A program of bladder retraining involves becoming aware of patterns of incontinence episodes. Then you relearn skills necessary for bladder storage and proper emptying.
Bladder retraining consists of developing a schedule of times when you should try to urinate. You try to consciously delay urination between these times.
One method is to force yourself to wait 1 to 1 1/2 hours between trips to the bathroom, despite any leakage or urge to urinate in between these times. As you become skilled at waiting, gradually increase the time intervals by 1/2 hour until you are urinating every 3 - 4 hours.


Kegel Exercises


Pelvic muscle training exercises called Kegel exercises are primarily used to treat people with stress incontinence. However, these exercises may also be beneficial in relieving the symptoms of urge incontinence.
The principle behind Kegel exercises is to strengthen the muscles of the pelvic floor to improve the function of the urethral sphincter. The success of Kegel exercises depends on proper technique and sticking to a regular exercise program.


Biofeedback and Electrical Stimulation


Biofeedback and electrical stimulation can help identify the correct muscle group to work, to make sure you are performing Kegel exercises correctly.
Our therapists place a sensor in the vagina (for women) to assess contraction of the pelvic floor muscles. A monitor will display a graph showing which muscles are contracting and which are at rest. The therapist can help you identify the correct muscles for performing Kegel exercises.
About 85% of people who use biofeedback for Kegel exercises report symptom improvement.
Electrical stimulation involves using low-voltage electric current to stimulate the correct group of muscles.
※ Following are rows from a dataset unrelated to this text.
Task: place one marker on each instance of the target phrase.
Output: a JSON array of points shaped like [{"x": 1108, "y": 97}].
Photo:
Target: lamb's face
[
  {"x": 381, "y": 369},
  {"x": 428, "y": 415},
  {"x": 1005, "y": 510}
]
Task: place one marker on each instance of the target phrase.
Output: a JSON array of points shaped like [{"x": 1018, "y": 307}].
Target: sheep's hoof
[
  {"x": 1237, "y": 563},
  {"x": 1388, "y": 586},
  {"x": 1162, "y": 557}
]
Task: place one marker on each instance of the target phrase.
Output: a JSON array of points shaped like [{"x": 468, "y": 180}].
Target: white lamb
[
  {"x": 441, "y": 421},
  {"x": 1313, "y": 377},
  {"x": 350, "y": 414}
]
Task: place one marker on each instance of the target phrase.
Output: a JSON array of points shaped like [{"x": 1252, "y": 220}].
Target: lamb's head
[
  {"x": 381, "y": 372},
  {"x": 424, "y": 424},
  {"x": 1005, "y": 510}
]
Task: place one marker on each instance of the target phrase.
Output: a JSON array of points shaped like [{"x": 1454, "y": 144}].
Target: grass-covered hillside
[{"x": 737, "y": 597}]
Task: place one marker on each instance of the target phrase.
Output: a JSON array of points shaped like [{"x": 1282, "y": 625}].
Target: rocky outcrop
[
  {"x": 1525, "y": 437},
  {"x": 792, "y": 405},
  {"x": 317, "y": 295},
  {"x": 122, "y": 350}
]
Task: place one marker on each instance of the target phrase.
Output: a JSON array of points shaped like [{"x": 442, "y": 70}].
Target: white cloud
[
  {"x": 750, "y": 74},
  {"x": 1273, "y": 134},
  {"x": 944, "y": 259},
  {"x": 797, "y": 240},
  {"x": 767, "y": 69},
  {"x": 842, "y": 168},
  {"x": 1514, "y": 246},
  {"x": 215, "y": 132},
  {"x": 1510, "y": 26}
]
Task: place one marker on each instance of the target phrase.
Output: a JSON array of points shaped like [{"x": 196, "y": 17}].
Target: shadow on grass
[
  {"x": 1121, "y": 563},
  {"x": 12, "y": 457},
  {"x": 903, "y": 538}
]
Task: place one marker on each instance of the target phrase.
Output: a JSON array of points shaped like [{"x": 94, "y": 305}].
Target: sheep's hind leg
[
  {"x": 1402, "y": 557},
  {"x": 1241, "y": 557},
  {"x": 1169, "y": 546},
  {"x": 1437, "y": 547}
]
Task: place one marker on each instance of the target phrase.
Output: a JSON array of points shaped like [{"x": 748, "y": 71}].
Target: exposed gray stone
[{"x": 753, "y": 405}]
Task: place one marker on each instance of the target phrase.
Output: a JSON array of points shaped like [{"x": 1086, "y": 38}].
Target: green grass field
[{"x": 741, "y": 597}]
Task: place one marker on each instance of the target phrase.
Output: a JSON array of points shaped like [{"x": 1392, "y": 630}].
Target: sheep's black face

The current may be delivered using an anal or vaginal probe. The electrical stimulation therapy is performed in the clinic. Treatment sessions usually last 45 minutes and may be performed every 4 to 7 days.

Surgery


Surgery can increase the storage ability of the bladder and decrease the pressure within the bladder. It is reserved for patients who are severely affected by their incontinence and have an unstable bladder (severe inappropriate contraction) and a poor ability to store urine.



Possible complications are those of any major abdominal surgery, including:

  • Blood clots
  • Bowel obstruction
  • Infection
  • Pneumonia


There is a risk of developing abnormal tube-like passages (urinary fistulae) that result in abnormal urine drainage, urinary tract infection, and difficulty urinating. Augmentation cystoplasty is also linked to a slightly increased risk of developing tumors.
Sacral nerve stimulation is a newer surgical option that consists of an implanted unit that sends small electrical pulses to the sacral nerve. The electrical pulses can be adjusted to each patient's symptoms.